Egoitz Jaio

Personal information
- Full name: Egoitz Jaio Gabiola
- Date of birth: 13 August 1980 (age 44)
- Place of birth: Abadiño, Spain
- Height: 1.87 m (6 ft 2 in)
- Position(s): Centre back

Youth career
- 1994–1995: Abadiño
- 1995–1998: Athletic Bilbao

Senior career*
- Years: Team / Apps / (Gls)
- 1998–1999: Basconia / 26 / (0)
- 1999–2002: Bilbao Athletic / 100 / (2)
- 2002–2004: Athletic Bilbao / 0 / (0)
- 2002–2003: → Racing Ferrol (loan) / 26 / (1)
- 2003–2004: → Algeciras (loan) / 0 / (0)
- 2004: → Racing Ferrol (loan) / 16 / (0)
- 2004–2005: Racing Ferrol / 27 / (4)
- 2005–2006: Gimnàstic / 30 / (0)
- 2006–2013: Numancia / 149 / (5)
- 2013–2014: Wacker Innsbruck / 7 / (0)
- 2014–2015: Sestao / 18 / (0)
- Total:  / 399 / (12)

= Egoitz Jaio =

Spanish footballer

Egoitz Jaio Gabiola (born 13 August 1980) is a Spanish retired footballer who played as a central defender.

==Club career==
Born in Abadiño, Biscay, Jaio spent his first professional years with Athletic Bilbao, but never made it past the reserves of the Basque Country giants, in Segunda División B. He resumed his career in Segunda División, consecutively with Racing de Ferrol (twice), Algeciras CF and Gimnàstic de Tarragona; as a starter with the latter club, he achieved promotion to La Liga in 2006.

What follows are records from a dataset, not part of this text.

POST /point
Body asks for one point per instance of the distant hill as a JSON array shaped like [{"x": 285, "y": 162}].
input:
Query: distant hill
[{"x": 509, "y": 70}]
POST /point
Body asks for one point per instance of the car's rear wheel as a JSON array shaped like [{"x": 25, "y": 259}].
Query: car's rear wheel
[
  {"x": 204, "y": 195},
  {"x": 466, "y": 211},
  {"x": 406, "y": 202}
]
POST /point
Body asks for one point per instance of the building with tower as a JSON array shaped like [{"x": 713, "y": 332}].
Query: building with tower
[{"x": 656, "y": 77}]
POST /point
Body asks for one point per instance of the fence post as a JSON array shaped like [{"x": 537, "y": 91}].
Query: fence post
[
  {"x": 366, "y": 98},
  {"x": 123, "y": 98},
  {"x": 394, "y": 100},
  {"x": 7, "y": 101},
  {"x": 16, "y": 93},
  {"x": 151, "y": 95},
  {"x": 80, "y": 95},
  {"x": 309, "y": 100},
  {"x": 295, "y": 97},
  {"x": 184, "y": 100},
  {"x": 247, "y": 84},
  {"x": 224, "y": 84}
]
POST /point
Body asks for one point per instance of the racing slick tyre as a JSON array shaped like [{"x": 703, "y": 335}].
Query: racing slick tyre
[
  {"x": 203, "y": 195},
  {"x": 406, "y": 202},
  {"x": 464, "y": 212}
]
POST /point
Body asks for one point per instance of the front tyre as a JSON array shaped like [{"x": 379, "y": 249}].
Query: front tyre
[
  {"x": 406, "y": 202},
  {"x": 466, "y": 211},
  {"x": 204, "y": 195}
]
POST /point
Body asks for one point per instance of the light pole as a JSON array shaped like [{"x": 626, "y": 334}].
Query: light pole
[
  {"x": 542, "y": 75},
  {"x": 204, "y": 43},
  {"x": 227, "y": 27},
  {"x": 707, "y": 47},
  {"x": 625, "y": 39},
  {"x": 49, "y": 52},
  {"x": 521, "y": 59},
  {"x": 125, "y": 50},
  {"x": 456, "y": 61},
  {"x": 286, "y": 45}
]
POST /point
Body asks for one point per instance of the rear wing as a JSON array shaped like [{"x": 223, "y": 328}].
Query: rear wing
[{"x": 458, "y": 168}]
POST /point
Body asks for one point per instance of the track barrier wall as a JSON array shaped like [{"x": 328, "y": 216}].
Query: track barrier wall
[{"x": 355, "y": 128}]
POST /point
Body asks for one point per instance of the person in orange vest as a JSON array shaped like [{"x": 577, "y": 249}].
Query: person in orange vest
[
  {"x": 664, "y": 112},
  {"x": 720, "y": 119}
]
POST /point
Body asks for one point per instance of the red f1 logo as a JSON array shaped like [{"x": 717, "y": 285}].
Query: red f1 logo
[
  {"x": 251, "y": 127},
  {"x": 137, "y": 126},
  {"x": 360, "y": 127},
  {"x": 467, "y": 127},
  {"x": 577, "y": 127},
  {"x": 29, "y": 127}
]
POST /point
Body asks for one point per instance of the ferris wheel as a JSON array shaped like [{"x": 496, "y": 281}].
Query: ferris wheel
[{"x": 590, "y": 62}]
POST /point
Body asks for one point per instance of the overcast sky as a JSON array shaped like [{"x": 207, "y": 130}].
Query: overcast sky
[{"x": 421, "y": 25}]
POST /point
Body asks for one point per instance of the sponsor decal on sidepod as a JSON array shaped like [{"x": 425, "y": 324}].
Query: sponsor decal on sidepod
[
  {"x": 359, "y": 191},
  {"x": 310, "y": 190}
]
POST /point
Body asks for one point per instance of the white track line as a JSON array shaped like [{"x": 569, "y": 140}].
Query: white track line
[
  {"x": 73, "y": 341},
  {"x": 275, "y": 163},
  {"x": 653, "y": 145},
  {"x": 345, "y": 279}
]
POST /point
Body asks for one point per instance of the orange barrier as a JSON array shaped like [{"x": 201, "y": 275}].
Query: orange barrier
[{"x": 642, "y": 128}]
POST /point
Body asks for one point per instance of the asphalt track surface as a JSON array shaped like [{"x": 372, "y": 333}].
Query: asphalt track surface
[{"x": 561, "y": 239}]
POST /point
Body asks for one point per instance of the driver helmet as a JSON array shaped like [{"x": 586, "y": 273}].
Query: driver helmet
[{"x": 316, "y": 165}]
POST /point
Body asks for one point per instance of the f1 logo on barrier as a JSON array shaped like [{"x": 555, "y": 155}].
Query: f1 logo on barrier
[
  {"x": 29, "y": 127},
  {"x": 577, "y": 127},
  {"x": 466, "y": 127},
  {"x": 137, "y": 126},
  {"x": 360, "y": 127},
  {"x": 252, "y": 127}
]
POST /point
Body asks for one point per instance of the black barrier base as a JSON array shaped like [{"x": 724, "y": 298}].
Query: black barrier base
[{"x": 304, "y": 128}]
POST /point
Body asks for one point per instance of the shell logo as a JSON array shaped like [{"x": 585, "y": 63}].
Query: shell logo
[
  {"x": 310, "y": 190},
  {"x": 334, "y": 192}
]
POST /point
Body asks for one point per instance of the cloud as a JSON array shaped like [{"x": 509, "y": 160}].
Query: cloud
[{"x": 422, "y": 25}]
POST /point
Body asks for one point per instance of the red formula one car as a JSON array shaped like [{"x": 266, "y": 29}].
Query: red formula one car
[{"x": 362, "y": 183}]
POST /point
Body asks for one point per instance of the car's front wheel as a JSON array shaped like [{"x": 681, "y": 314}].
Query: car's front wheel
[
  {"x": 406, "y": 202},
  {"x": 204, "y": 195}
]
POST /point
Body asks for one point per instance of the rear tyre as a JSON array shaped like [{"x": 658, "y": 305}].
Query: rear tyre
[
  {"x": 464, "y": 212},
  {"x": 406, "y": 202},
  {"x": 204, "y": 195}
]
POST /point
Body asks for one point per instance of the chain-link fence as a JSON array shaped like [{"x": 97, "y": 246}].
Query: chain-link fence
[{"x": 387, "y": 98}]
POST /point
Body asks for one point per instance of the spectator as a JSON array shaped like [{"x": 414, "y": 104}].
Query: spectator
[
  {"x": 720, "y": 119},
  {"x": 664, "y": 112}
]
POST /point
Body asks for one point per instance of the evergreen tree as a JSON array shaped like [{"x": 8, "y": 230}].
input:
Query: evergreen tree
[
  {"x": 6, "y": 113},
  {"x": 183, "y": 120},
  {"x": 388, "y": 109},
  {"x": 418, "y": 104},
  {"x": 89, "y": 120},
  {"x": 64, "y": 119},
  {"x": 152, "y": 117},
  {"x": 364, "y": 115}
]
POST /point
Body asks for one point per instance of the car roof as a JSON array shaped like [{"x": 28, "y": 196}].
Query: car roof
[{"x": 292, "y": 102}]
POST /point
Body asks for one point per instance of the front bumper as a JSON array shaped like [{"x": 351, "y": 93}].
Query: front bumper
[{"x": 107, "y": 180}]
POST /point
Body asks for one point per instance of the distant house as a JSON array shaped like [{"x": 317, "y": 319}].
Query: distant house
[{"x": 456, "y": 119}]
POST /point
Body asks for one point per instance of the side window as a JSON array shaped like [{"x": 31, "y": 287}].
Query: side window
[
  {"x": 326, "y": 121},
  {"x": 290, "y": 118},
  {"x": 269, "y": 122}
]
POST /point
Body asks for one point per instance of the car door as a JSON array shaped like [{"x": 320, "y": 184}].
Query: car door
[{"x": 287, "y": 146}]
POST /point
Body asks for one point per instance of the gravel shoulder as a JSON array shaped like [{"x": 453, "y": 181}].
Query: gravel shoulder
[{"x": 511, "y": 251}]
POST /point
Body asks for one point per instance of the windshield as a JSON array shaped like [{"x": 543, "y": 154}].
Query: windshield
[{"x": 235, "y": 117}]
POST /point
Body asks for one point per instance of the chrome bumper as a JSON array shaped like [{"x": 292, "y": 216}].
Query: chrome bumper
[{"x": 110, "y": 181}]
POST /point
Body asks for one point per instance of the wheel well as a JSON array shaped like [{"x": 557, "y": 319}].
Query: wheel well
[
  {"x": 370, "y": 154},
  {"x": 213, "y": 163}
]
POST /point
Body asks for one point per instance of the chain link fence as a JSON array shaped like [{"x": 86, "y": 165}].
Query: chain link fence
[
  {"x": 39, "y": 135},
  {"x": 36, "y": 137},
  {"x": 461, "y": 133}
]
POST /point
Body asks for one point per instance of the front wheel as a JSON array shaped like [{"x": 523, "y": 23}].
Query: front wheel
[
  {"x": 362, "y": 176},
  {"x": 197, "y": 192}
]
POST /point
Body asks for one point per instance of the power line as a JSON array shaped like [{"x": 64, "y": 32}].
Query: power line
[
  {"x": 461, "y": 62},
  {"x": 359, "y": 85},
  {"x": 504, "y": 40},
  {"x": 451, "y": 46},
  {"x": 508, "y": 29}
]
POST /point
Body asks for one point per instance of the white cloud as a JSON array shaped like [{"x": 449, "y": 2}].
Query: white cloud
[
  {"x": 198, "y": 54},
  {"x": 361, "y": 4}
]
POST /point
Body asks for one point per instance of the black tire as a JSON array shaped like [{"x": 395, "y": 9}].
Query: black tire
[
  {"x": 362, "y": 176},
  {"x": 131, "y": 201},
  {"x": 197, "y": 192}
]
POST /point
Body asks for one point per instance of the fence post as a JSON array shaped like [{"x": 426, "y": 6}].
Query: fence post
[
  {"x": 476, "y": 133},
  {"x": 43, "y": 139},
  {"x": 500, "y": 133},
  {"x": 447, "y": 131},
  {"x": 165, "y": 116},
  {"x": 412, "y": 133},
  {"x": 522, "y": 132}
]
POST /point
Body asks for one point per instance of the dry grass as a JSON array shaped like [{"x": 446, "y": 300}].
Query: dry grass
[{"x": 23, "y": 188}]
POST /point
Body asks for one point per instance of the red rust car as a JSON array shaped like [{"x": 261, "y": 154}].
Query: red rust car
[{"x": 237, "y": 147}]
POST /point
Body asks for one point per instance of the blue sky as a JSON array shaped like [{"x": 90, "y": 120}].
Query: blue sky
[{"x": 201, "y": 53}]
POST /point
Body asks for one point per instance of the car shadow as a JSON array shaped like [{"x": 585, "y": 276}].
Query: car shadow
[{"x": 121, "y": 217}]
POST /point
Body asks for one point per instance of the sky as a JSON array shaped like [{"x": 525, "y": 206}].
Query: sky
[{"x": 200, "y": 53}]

That summer, Jaio moved teams also in the second division, joining CD Numancia and being regularly used during his stint. Aged almost 29, he made his top level debut in a 2–0 home win against Málaga CF on 2 May 2009 (he appeared precisely in the last five rounds, as the Sorians were already relegated).